Air Pollution Linked To 6M Preterm Births A Year, Study Finds

Indoor air pollution is the cause behind a staggering 2/3rd of perinatal issues

Shubhangi Shah
Written by: Shubhangi ShahPublished at: Oct 06, 2021
Air Pollution Linked To 6M Preterm Births A Year, Study Finds

Air pollution, which includes indoor air pollution, led to as many as six million preterm births and three million cases of underweight infants in a year, a study has found out. Not only that, indoor air pollution, which is mostly caused by wood, coal, and dung-based cooking stoves, led to a staggering 2/3rd of perinatal issues. Perinatal refers to the period from the start of pregnancy till one year after birth.

The study was undertaken by scientists from the  University of California, San Francisco and the University of Washington. The study was basically a meta-analysis of 108 research papers covering 204 countries. The findings were published in the journal PLOS Medicine.

A Little About Air Pollution

Indoor air pollution causes 2/3rd of perinatal issues

(Photo Credit: Freepik)

As you might already know, air pollution refers to the release of pollutants into the air that has a detrimental impact on human health in particular and the planet in general. When you are exposed to air pollution, you are exposed to particulate matter of size less than 2.5 microns (1 micron = 0.001 mm). This particulate matter gets into your bloodstream through the lungs and causes serious health issues such as heart attack, ischemic heart disease, asthma, bronchitis, etc. This is especially serious for India as it, along with China, Bangladesh, and Pakistan house 49 of the 50 most polluted cities in the world. 

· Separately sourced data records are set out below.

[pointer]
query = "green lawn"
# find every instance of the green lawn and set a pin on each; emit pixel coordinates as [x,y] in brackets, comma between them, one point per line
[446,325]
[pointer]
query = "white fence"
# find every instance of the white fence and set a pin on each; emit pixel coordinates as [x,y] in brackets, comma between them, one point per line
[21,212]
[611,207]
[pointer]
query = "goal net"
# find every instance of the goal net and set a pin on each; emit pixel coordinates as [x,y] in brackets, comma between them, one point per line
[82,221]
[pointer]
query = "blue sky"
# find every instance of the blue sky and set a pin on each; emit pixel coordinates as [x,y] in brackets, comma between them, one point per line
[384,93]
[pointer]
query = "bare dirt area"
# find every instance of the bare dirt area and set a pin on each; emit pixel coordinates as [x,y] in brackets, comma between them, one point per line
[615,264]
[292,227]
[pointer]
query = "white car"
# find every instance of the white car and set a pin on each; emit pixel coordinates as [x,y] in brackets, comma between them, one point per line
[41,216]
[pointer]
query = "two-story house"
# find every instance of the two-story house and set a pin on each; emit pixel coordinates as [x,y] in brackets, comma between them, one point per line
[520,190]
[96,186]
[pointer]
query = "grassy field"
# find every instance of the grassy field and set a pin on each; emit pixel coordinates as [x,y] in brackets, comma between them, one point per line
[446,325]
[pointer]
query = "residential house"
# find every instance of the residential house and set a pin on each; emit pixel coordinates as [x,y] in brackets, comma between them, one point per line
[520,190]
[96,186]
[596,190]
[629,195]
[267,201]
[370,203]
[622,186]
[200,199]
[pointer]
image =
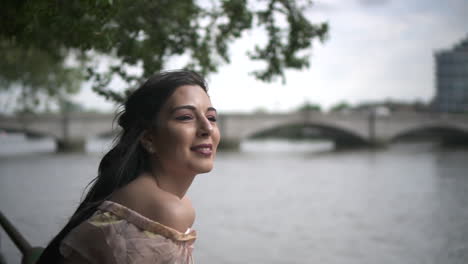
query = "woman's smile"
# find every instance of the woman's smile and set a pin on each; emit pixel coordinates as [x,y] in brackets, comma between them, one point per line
[203,149]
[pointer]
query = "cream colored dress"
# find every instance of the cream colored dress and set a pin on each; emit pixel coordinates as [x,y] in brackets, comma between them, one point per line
[117,234]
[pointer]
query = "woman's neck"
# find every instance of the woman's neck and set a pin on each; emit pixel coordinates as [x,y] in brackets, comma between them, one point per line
[176,183]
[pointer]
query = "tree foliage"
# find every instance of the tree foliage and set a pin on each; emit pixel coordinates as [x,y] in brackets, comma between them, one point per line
[149,33]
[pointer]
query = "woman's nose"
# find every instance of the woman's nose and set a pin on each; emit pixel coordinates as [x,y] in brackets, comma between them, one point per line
[205,127]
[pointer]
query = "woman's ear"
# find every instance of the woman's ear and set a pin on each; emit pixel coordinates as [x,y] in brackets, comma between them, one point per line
[147,142]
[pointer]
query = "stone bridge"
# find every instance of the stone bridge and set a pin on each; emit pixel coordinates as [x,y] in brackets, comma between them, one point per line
[345,129]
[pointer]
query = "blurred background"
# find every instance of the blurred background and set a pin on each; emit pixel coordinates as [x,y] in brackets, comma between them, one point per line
[344,123]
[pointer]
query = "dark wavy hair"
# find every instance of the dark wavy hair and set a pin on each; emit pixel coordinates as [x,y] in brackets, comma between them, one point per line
[127,159]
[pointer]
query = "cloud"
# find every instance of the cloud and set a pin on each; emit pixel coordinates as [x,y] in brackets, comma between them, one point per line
[373,2]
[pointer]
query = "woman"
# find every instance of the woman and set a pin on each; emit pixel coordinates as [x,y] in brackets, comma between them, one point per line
[137,210]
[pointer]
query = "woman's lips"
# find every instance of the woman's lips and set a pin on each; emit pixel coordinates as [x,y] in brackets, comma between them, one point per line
[203,149]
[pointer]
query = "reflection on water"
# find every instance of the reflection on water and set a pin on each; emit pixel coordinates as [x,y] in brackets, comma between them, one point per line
[406,204]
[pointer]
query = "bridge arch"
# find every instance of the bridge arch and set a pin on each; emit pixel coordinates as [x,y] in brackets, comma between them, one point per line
[33,133]
[342,137]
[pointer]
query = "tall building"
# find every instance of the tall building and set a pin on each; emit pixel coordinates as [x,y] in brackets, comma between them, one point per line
[451,74]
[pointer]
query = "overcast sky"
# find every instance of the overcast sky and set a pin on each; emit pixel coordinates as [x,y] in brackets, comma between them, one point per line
[376,50]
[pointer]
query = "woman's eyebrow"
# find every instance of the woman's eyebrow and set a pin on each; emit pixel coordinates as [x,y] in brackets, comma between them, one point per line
[191,107]
[211,109]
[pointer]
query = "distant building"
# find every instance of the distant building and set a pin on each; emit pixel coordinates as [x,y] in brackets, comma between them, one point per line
[451,74]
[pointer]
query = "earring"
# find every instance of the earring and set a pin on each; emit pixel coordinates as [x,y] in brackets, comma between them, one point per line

Just like outdoor air pollution, indoor pollution happens when the pollutants build up inside the households. It is primarily caused by the smoke from the wood, dung, or coal-based stoves. Indoor air pollution is in fact 10 times worse than that outdoor, as per the Indian Journal Of Community Medicine. This is because enclosed areas provide the pollutants to build up more as compared to outdoor spaces. 

Also read: Keep These 7 Indoor Plants Right Now To Purify The Air In The Increasing Pollution By Dr Pratap Chauhan

What Did The Study Find Out?

Air pollution causes preterm births

(Photo Credit: Freepik)

First and foremost, the study was aimed at finding the link between air pollution and perinatal issues, such as preterm birth, gestational age at birth, birth weight, and low birth weight. Also, this is probably the first study that covers both outdoor and indoor air pollution regarding the link with perinatal issues. 

Here is what the study found out:

  • Air pollution caused 6 million preterm births in 2019. Notably, preterm birth is the leading cause of death among children up to the age of five.
  • Air pollution also led to 3 million cases of underweight infants, who in turn get more prone to suffering from health issues during adulthood.
  • Indoor air pollution was the cause behind 2/3rd of the perinatal issues. 
  • The situation was found to be worse in low and middle-income countries. 

Notably, the World Health Organisation (WHO) says there are about 15 million preterm births in a year. South Asia and Sub-Saharan Africa are the regions where its rate is the highest. Interestingly, these are also the regions where indoor air pollution is the most common. Also, as per the WHO, outdoor air pollution is the cause behind about 4.2 million deaths per year, while indoor pollution causes 3.8 million premature deaths each year.

What Can Be Done?

In a statement to a leading health website, Rakesh Ghosh, who is the lead author of the paper, said that the work he undertook in the outskirts of Kolkata, West Bengal, prompted him to take up this research. Not only that, he said that the images of sick and malnourished babies in those villages still live with him.

Also read: Health Benefits Of Using An Air Humidifier: How It Helps In Combating Indoor Air Pollution?

On what can be done to address the issue, Ghosh said that spreading awareness is very crucial. The women should be made aware of how indoor pollution can harm their babies. Also, if for some women, it is absolutely impossible to protect themselves, then they should be given protective masks, such as N95 or N99. Also, another option is to replace the wood, dung and coal-based stoves with cleaner fuels. An initiative of the central government in India, under the Pradhan Mantri Ujjwala Yojana, LPG connections are distributed to women of Below Poverty Line households. Started in 2016, it aims at preventing air pollution, and improving women’s health as they are the ones who spend the most time around such unclean fuels.